СНОВА ОЗЕРО ХЮМПЕЛЯНЯРВИ И ЕГО КАРТА
Канал для лодок существовал и в мае 2007 года, когда я сделал этот снимок. Правда лодка, кажется, имеется только одна, из дюраля (так мы называли дюралюминий).
Как правило, на рыбалку я брал спиннинг и поплавковую удочку. Червей я либо копал заранее, чаще всего в навозе “у Башкирова”, который жил в доме, соседнем с колодцем по другую сторону шоссе, либо брал в ведерке, стоявшем в чулане или в помещении, где был керогаз. Черви были накопаны Васильевым, возможно, когда сажали картошку, вскапывали огород и т. п. Неважно откуда они брались. Важно, чем они питались. А употребляли они в пищу, наряду с землей, в которой находились, то, что Васильев называл чаюхой. То есть спитые остатки заваренного и выпитого чая. Их требовалось немного, одну или две заварки на всё ведёрко, и черви прекрасно жили несколько месяцев на такой пище. Побросав с утреца, пока озеро было спокойным и гладким как зеркало, спиннинг и чаще, чем нет, поймав пару щучек, я грёб туда, где было защищенное от ветра место. Если ветер дул со стороны посёлка, то вставал у кромки тростников, привязав уключины весел тростниками. Или вставал на якорь, которым служил порой и кирпич. Якорек тоже был, но это была скорее "кошка". То есть маленький якорь из проволоки с тяжелой сердцевиной. Им можно было цеплять сети, поставленные на глубине. Если дуло с противоположного берега, то был смысл прогрести туда и встать у скалы, где у меня было три-четыре любимых места и где хорошо ловилась плотва. Противоположный берег озера практически не годился для ловли щук, так как камышей там было мало и было очень глубоко. За исключением так называемого "колхозного озерка". На современной карте там расположен "финский хуторок". Это был, скорее, залив того же озера. Никто из нас не знал финского названия его. Там можно было поймать что-то и на спиннинг. Но мы старались туда не заезжать, так как там на берегу стояла пара-тройка домов, относившихся к поселку Туокслахти.

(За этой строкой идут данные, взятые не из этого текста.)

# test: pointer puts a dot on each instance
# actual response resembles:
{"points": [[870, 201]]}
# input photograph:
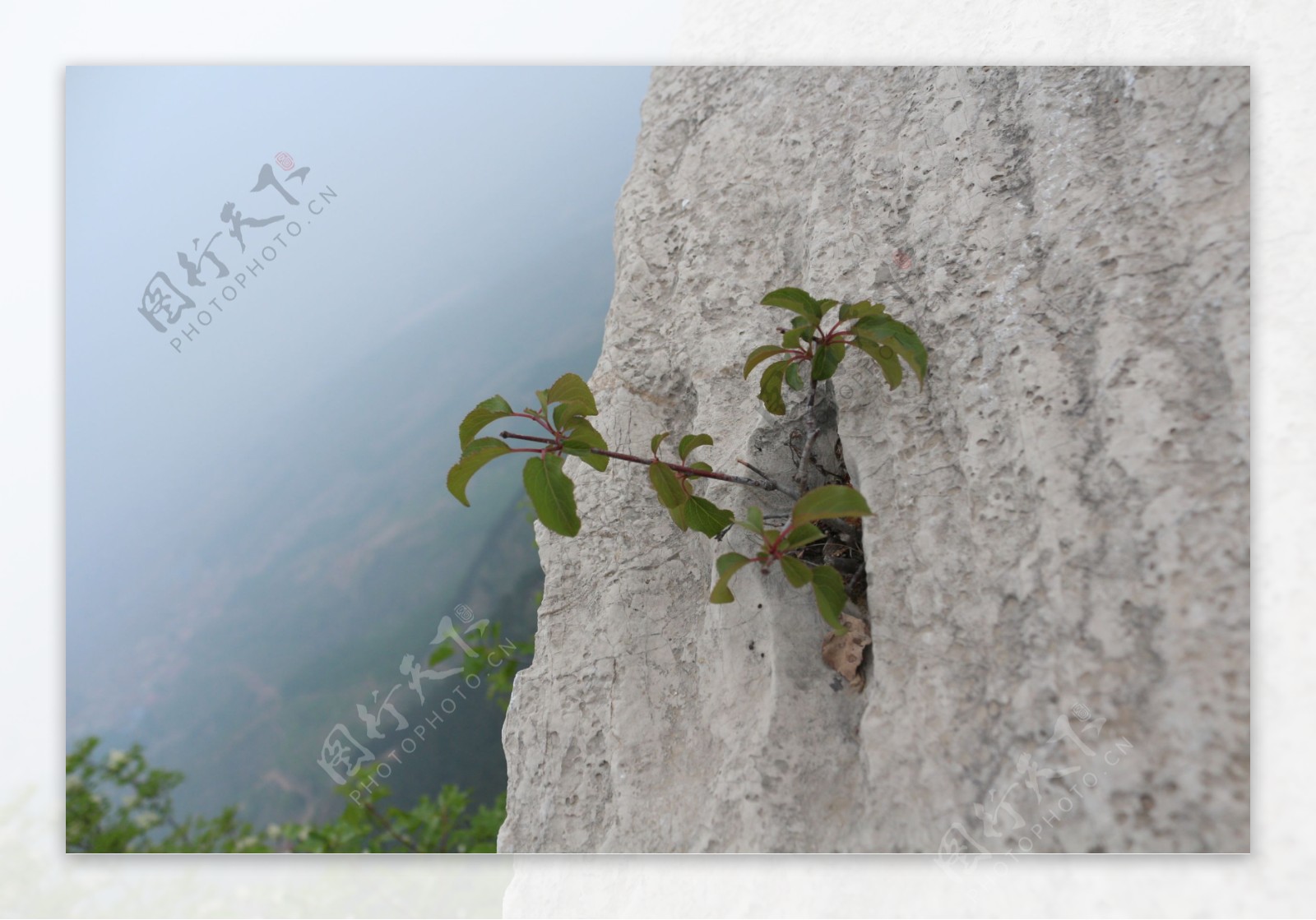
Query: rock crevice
{"points": [[1059, 567]]}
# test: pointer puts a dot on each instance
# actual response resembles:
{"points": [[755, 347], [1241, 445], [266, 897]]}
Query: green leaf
{"points": [[802, 534], [878, 328], [795, 300], [482, 415], [793, 377], [477, 455], [898, 339], [583, 431], [770, 387], [826, 361], [728, 565], [704, 516], [668, 486], [796, 573], [829, 594], [552, 494], [758, 356], [886, 358], [690, 442], [829, 502], [563, 414], [678, 516], [862, 308], [791, 339], [572, 389]]}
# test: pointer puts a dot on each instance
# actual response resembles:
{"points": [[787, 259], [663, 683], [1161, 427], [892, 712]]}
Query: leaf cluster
{"points": [[783, 547], [811, 344], [118, 803], [675, 490]]}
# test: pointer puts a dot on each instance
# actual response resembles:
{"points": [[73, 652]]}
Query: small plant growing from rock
{"points": [[813, 345]]}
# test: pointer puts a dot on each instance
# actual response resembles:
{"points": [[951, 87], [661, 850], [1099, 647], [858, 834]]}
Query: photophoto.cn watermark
{"points": [[342, 756], [234, 260], [1052, 782]]}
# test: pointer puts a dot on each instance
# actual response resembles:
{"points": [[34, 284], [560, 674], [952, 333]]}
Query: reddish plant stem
{"points": [[677, 468], [811, 435]]}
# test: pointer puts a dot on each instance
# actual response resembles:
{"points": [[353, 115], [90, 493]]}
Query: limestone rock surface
{"points": [[1059, 567]]}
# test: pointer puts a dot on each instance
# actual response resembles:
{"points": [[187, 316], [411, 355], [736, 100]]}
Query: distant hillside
{"points": [[291, 586]]}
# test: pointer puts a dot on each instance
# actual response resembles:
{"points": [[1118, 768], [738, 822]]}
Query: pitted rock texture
{"points": [[1059, 569]]}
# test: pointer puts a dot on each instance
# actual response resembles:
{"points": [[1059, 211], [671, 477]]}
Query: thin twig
{"points": [[767, 478], [767, 486]]}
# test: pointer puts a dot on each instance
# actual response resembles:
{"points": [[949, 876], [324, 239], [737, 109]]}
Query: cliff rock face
{"points": [[1059, 567]]}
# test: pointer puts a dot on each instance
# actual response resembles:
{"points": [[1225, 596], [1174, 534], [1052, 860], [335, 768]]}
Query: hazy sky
{"points": [[441, 178]]}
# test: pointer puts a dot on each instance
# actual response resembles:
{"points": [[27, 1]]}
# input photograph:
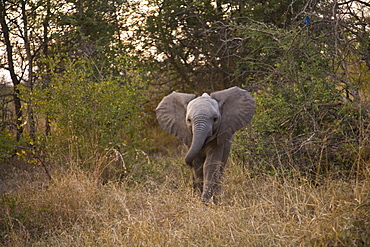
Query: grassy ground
{"points": [[160, 209]]}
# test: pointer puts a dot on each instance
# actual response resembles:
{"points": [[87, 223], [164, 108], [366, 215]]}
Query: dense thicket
{"points": [[84, 75]]}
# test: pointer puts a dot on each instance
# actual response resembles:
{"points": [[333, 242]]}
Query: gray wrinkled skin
{"points": [[206, 125]]}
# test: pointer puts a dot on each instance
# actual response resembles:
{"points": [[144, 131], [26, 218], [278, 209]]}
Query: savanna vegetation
{"points": [[83, 161]]}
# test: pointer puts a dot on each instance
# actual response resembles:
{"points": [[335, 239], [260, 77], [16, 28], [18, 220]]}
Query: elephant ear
{"points": [[171, 114], [237, 109]]}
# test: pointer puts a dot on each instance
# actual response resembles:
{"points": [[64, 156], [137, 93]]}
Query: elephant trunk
{"points": [[200, 134]]}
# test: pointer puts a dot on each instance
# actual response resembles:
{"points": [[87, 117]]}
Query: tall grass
{"points": [[160, 209]]}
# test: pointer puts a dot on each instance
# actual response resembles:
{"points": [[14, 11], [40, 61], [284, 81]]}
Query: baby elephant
{"points": [[206, 125]]}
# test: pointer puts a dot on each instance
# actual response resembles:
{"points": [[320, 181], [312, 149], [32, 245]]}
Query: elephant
{"points": [[206, 125]]}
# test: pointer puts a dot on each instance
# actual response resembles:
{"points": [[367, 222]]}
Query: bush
{"points": [[91, 117]]}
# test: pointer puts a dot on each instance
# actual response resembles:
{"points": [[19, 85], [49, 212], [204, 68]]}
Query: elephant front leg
{"points": [[213, 171], [197, 174], [212, 184]]}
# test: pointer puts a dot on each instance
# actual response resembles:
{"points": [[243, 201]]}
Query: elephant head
{"points": [[198, 121]]}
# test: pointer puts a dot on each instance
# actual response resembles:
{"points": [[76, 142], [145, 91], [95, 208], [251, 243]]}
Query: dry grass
{"points": [[76, 210]]}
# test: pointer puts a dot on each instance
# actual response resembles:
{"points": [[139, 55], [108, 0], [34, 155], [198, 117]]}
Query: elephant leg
{"points": [[197, 174], [213, 170]]}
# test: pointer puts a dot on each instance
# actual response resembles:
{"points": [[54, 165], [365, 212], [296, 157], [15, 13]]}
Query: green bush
{"points": [[91, 116]]}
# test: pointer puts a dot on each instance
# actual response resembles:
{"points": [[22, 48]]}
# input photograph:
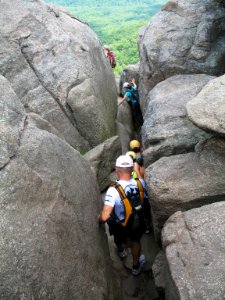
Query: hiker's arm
{"points": [[124, 98], [134, 83], [137, 170], [105, 213]]}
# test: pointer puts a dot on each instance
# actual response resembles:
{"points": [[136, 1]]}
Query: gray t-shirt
{"points": [[113, 198]]}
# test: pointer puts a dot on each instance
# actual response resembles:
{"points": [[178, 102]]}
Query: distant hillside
{"points": [[115, 22]]}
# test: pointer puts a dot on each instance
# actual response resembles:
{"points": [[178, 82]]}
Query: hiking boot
{"points": [[147, 230], [136, 270], [122, 254]]}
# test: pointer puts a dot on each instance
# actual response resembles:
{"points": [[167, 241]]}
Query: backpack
{"points": [[112, 59], [133, 204], [134, 96]]}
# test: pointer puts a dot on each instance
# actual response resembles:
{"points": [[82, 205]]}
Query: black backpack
{"points": [[133, 203]]}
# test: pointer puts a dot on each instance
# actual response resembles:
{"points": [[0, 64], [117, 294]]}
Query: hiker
{"points": [[132, 97], [126, 222], [110, 55], [135, 146], [136, 172]]}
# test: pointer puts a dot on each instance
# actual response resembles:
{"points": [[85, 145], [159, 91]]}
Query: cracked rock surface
{"points": [[185, 181], [207, 109], [185, 37], [167, 129], [59, 72], [194, 243]]}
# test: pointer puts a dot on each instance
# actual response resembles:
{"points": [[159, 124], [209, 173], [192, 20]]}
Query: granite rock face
{"points": [[185, 181], [207, 109], [167, 129], [51, 245], [185, 37], [57, 68], [194, 243], [102, 160]]}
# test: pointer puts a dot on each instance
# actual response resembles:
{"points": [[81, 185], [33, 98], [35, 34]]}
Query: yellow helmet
{"points": [[132, 154], [135, 144]]}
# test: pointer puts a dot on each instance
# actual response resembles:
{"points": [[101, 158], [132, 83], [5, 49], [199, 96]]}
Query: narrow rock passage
{"points": [[141, 287]]}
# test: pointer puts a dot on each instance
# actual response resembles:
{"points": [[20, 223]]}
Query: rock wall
{"points": [[185, 37], [183, 136], [51, 246], [58, 70], [57, 94], [194, 243]]}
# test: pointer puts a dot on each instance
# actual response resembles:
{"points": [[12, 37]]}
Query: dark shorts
{"points": [[121, 233]]}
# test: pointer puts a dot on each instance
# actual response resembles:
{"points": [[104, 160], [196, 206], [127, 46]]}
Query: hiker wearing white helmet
{"points": [[124, 211], [110, 55]]}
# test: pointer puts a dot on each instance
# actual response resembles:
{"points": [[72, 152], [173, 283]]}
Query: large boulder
{"points": [[194, 243], [57, 67], [207, 109], [185, 181], [167, 129], [102, 160], [184, 37], [51, 245]]}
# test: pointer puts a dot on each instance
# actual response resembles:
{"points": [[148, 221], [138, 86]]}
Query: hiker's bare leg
{"points": [[136, 252]]}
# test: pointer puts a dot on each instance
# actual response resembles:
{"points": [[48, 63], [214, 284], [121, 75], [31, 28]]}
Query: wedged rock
{"points": [[158, 270], [125, 126], [58, 70], [12, 122], [167, 129], [186, 181], [130, 72], [102, 160], [207, 109], [50, 242], [184, 37], [194, 243]]}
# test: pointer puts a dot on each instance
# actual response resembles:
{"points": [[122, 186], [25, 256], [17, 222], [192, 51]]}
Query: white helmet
{"points": [[126, 85]]}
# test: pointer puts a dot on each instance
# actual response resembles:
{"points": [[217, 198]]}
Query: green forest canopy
{"points": [[115, 22]]}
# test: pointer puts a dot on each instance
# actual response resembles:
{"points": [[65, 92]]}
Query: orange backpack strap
{"points": [[127, 206], [141, 190]]}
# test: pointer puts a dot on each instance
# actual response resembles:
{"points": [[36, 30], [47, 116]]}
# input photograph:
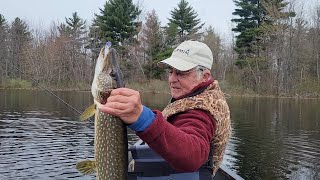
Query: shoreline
{"points": [[227, 95]]}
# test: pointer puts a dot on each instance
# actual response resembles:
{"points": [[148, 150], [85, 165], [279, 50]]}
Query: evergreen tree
{"points": [[118, 21], [252, 15], [152, 41], [185, 17], [171, 32], [77, 27], [3, 47], [20, 38], [249, 13]]}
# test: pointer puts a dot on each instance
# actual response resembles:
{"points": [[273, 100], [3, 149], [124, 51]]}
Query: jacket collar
{"points": [[196, 90]]}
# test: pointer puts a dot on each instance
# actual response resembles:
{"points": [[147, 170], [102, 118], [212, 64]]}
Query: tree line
{"points": [[275, 47]]}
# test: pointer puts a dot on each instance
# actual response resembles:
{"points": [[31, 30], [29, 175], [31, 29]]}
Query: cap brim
{"points": [[176, 63]]}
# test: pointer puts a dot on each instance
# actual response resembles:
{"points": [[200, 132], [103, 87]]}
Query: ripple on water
{"points": [[43, 148]]}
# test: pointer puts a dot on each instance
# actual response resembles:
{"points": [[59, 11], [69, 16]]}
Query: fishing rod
{"points": [[47, 90]]}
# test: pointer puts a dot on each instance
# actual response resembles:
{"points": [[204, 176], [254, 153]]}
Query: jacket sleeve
{"points": [[184, 142]]}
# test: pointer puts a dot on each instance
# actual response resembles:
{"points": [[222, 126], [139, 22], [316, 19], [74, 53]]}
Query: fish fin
{"points": [[86, 167], [90, 111]]}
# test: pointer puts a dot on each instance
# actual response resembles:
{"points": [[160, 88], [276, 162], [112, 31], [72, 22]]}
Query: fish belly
{"points": [[111, 154]]}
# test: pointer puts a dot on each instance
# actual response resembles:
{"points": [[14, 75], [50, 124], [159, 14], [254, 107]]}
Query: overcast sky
{"points": [[216, 13]]}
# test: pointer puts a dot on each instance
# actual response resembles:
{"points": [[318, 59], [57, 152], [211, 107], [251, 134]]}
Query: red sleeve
{"points": [[184, 142]]}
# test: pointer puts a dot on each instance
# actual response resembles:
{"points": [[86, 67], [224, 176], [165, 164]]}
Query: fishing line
{"points": [[47, 90]]}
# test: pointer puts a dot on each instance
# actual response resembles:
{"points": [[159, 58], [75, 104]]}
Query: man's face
{"points": [[182, 82]]}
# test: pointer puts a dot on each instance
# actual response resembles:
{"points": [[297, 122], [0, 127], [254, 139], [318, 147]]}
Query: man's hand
{"points": [[124, 103]]}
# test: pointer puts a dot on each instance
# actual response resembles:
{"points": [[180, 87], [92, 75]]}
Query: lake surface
{"points": [[41, 138]]}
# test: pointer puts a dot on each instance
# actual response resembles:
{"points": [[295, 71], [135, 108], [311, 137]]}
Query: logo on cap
{"points": [[183, 51]]}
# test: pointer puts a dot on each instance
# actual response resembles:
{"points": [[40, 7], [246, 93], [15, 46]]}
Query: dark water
{"points": [[40, 138]]}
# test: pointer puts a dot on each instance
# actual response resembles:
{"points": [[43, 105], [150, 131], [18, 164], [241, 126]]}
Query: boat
{"points": [[145, 164]]}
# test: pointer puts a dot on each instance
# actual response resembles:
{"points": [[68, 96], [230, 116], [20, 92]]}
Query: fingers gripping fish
{"points": [[110, 143]]}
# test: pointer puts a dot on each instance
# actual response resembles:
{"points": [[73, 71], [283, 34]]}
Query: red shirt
{"points": [[183, 139]]}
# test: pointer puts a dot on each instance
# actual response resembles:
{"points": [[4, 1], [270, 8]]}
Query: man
{"points": [[196, 119]]}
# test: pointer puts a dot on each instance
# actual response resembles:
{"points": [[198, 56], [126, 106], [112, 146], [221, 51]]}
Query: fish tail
{"points": [[86, 167]]}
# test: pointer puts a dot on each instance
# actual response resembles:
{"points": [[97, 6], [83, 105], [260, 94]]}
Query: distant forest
{"points": [[275, 47]]}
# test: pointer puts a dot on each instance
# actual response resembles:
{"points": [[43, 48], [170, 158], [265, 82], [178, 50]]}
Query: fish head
{"points": [[104, 79]]}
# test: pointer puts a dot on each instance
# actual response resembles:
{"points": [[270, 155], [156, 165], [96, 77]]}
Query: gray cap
{"points": [[188, 55]]}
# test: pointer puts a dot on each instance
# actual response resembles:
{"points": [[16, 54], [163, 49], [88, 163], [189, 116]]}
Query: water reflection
{"points": [[40, 138]]}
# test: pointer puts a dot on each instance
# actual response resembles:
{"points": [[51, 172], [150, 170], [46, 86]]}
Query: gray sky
{"points": [[216, 13]]}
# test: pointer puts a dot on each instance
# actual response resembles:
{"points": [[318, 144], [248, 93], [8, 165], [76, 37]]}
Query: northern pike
{"points": [[110, 141]]}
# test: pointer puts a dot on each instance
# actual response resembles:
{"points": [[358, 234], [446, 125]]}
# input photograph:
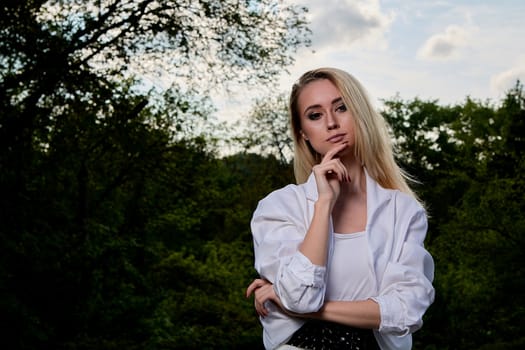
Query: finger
{"points": [[334, 151], [257, 283]]}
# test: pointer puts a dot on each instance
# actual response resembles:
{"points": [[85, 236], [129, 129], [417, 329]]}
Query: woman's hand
{"points": [[330, 173], [263, 291]]}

А с этим посёлком у парней с Совхозного традиционно были "тёрки", последствия которых могли непонятно каким образом сказаться на заплывшем на чужую территорию. Кстати, таких колхозных озерков было два. На современных картах второе озеро, Хотинлахти, вторая часть которого говорит по-фински, что это "залив", показывается, как отделенное от Хюмпелянярви. Не знаю, как сейчас, а в наше время в это озеро легко можно было проехать под мостом через железную дорогу на весельной лодке. В крайнем случае по малой воде можно было протащить лодку руками. Чтобы протока под мостом пересыхала начисто, такого я не помню совсем.
Озеро Хюмпелянярви, оно же Волковское, по имени самого известного браконьера Волкова, который жил прямо на берегу и облавливал мережами и сетками всю губу у дома, было в моём полном распоряжении, потому что в ранний час мало кто выезжал на него. Но я про озеро уже не раз говорил и, наверное, говорить буду.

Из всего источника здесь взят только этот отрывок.